Jenna, Miguel denen adamın onları epeyce yürütmesi ardından bir köyün içine soktuğunda tırnaklarını kocasının koluna geçirdi.
"Robert? "
"Jenna? " Robert dudaklarını dişleyerek önündeki yamuk yumuk eve baktı.
"Sen o kapıdan geçemezsin Robert! " Jenna şimdi ağabeyi gibi atak geçirecekti.

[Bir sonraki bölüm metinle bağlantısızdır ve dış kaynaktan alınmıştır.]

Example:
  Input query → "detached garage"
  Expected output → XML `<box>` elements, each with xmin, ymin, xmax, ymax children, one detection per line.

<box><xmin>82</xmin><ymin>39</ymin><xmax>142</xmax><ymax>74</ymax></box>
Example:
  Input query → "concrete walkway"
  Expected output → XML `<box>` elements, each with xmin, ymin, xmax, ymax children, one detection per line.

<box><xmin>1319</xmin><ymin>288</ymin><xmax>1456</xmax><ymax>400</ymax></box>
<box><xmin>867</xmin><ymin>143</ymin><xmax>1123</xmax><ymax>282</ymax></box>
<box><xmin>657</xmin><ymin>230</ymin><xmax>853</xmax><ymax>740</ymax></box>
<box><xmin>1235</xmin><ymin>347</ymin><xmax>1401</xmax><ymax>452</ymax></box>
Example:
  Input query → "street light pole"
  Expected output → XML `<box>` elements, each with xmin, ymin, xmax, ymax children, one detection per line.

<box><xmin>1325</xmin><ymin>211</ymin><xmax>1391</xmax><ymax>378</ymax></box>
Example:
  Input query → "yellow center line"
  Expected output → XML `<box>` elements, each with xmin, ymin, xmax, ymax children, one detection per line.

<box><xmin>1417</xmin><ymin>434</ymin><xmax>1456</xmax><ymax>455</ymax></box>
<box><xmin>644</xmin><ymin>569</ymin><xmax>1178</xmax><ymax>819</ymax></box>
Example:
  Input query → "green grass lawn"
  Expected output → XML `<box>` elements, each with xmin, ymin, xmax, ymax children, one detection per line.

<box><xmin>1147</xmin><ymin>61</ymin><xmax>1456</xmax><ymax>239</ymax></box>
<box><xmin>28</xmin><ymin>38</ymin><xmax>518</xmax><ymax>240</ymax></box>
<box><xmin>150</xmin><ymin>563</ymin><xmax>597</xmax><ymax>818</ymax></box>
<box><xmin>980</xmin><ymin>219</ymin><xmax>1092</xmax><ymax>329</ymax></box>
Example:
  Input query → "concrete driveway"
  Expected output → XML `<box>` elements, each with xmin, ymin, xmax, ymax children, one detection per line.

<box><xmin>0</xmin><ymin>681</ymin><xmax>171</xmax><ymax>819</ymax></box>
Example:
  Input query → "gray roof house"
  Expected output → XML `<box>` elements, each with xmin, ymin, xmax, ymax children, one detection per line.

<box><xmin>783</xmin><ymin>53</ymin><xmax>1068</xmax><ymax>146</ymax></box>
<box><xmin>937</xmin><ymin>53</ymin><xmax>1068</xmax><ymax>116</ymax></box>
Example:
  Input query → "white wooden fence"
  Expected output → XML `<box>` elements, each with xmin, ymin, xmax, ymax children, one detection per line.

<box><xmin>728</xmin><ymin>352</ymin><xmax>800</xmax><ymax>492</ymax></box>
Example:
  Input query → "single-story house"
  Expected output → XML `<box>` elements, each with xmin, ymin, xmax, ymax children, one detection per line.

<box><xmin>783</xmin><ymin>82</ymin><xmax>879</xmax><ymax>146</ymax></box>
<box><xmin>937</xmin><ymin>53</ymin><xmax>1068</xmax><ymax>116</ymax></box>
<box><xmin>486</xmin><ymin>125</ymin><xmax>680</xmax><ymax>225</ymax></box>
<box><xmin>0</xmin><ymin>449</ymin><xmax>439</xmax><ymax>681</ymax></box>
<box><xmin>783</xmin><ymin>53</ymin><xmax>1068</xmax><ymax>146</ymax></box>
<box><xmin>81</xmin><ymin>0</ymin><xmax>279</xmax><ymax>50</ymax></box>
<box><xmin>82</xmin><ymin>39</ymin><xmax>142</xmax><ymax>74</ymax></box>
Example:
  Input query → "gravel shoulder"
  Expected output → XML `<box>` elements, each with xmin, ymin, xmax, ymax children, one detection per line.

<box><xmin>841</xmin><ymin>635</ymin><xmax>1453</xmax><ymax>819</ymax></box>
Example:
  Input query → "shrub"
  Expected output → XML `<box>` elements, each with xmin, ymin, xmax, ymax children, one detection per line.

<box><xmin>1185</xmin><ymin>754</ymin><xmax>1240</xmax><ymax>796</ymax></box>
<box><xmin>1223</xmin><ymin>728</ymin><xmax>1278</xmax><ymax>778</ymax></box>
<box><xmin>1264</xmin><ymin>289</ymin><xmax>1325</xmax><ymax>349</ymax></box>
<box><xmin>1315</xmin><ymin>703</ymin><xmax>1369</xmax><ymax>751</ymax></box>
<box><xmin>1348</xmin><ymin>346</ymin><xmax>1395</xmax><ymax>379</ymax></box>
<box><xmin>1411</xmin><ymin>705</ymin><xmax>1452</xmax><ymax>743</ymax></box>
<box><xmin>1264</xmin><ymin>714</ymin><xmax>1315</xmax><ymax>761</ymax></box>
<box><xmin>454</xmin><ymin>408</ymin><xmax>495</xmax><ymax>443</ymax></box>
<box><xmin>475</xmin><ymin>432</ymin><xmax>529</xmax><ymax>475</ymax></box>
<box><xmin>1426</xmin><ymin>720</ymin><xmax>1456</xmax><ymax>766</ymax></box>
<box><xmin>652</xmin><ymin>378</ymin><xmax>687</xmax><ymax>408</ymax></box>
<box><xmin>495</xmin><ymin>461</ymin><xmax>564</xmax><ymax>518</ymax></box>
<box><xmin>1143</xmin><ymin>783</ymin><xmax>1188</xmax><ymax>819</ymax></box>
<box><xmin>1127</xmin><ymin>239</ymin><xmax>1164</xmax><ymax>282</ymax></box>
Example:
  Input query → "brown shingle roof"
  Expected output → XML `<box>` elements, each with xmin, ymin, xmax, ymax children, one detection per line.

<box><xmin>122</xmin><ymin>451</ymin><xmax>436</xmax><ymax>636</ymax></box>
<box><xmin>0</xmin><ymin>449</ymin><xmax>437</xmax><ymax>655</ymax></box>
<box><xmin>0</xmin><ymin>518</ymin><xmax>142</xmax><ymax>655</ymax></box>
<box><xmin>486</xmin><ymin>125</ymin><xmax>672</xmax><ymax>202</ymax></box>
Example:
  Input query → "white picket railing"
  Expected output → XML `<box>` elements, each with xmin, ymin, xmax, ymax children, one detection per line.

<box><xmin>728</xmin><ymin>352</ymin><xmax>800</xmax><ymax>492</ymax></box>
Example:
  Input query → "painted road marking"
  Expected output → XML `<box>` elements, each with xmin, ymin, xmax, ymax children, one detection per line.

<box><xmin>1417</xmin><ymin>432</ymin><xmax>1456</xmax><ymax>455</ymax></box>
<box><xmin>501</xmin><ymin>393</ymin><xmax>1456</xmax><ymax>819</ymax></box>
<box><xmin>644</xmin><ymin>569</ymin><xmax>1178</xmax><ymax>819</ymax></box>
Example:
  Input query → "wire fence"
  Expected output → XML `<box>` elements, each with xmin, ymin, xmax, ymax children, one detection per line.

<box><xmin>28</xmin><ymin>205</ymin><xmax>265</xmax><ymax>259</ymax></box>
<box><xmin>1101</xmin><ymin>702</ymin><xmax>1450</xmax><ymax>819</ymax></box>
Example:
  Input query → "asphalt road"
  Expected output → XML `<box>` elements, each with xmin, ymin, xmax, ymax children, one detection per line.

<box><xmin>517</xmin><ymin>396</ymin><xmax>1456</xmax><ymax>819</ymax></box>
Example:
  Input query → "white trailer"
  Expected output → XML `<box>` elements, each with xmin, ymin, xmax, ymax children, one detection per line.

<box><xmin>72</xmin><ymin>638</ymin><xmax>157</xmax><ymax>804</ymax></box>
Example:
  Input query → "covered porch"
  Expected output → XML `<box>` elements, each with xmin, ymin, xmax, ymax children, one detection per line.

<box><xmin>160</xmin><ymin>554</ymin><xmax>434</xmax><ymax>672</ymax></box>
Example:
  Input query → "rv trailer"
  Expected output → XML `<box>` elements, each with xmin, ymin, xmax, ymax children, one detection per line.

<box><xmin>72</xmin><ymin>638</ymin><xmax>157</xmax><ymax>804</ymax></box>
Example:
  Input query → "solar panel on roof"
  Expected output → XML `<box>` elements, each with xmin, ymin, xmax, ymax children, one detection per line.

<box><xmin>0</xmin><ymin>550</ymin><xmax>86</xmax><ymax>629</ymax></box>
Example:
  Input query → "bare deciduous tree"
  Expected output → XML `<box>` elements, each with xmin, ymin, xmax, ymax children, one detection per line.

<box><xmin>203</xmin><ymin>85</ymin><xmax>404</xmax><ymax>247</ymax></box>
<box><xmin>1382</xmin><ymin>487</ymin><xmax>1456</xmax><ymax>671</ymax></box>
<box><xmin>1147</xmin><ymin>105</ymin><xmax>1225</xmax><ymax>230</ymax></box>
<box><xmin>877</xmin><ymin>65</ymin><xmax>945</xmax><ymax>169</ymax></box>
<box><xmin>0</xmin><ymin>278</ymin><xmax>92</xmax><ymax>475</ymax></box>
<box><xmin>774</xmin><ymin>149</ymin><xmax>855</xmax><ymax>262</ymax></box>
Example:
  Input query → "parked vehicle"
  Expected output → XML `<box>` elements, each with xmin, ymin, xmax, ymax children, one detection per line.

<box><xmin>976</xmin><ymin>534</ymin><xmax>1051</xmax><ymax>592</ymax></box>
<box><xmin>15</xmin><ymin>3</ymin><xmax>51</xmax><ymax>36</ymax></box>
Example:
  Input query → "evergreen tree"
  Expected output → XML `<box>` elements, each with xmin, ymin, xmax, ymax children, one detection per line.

Jenna yutkunarak yaklaştıkları taş evin kapısına eğilerek baktı. "K-kapı yok Robert... P-pencere yok... "
"Daha iyisi için biraz zaman lazım Jenna" Robert ormanda yaptığı kulübenim daha düzgün göründüğünün bilincindeydi.
"Bu şey yamuk R-robert... " Jenna gözlerini kırpıştırarak ev etrafında dolanmaya başladı. Arka tarafta ufacık bir pencere vardı. Elbet onunda camı ya da çerçevesi yoktu. Turunu çabucak bitirdiğinde bu kez epeyce eğilerek evin içine baktı kadın. Ardından hızla çekilip adama altın veren Robert'in yanına koşturdu.